Some of the highlights of my career have included writing a style guide used by my school from grades 7-12, starting a literary magazine and writing club at St. Paul, and developing a writing program for our English department. One of my main focuses as an English educator is ensuring my students leave my classroom with the ability to communicate effectively, especially in terms of college-level composition. By dissecting my own writing process developed at Ashland, I’ve established my own writing “boot camp” which focuses on composing strong, interesting, and analytical arguments and personal essays.
However, my road to being the satisfied teacher I am today was full of uncertainty and quite a lot of sleep deprivation. I didn’t get a job right out of college—a blow to my ego that leveled me at the time. I ended up subbing and working at after school programs from August to October of 2009. I got a break in mid-October, though, and was an interim teacher at an all-girls private school in Cleveland for the rest of the school year. At St. Joseph Academy, I did my best to create a cohesive curriculum with very little prep time and create authentic, creative experiences for my girls. After that position ended, I was offered a junior high teaching position at St. Paul. After a year there, I was promoted to the high school and have enjoyed my time here ever since.
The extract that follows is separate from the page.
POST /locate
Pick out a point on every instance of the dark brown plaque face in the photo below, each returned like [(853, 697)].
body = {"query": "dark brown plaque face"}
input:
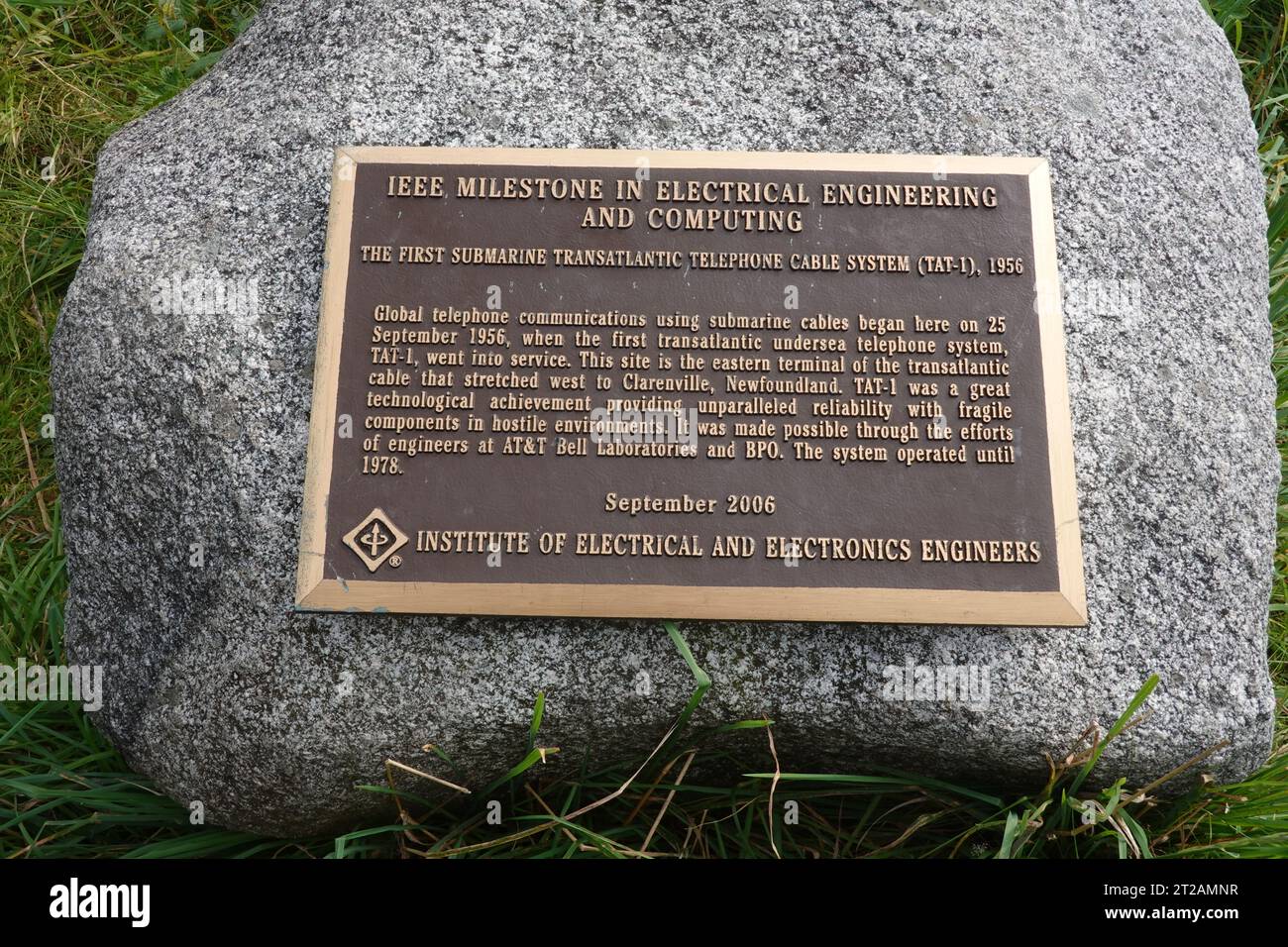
[(692, 384)]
In the past five years of my career, I have taught eleven different preps and had to develop most of the curriculums from scratch. From World Literature to 7th Grade Reading to, yes, a random Psychology/Sociology class, I have tried my best to make meaningful learning experiences in my classroom. Experimentation, research, and planning have filled these past five years, and I am thankful to the Ashland English Department for aiding in the development of these skills. I wish I could say that I have it all figured out, but I’m consistently learning and adapting with my students and the profession. However, I think that’s part of the fun of it.
While at Ashland, the English department was my home. I worked in the English office, the Writing Studio, and the Summer MFA Program. The professors “got me” and pushed me to think, read, and write with passion and intention. I find myself daily using teaching methods I learned from them. Dr. Fitzsimmons shows up when I teach analysis and the author/reader relationship. Dr. Weaver enters our classroom discussions on Shakespeare as we contemplate if a character is “good or bad.” Dr. Brown’s encouraging voice emanates from me as I support my students during our in-depth discussions. I owe these and all my Ashland English teachers so much, and am fortunate to have had them.
The most rewarding aspect of my job is that we, as English educators, enable students to connect and contribute to the eternal human conversation. Through the study of the literature and ideas of the past, students are empowered and prepared to write their own stories of the future. Although it may sound lofty and perhaps a little too Dead Poets Society, this is honestly what I believe I am fortunate enough to do on a daily basis.
And sometimes I'll even get an email from a student like this one:
Hello Mrs. Hirzel!
I would very much like to share my college application essays but we don't really like each other, so I will send a load of other odds and ends instead.
My summer has been rather fascinating, and I hope yours has been equally so. I've been writing in the notebook you gave me too! It's quite fun.
Also I give you many many thanks for my awesome AP score! Yes, the work came from my little noggin, but my noggin was only prepped for such a task through the kindness and hard-work of the coffee-fueled HRZ-L 3000.
I hope everything is well and that the school year is looking bright!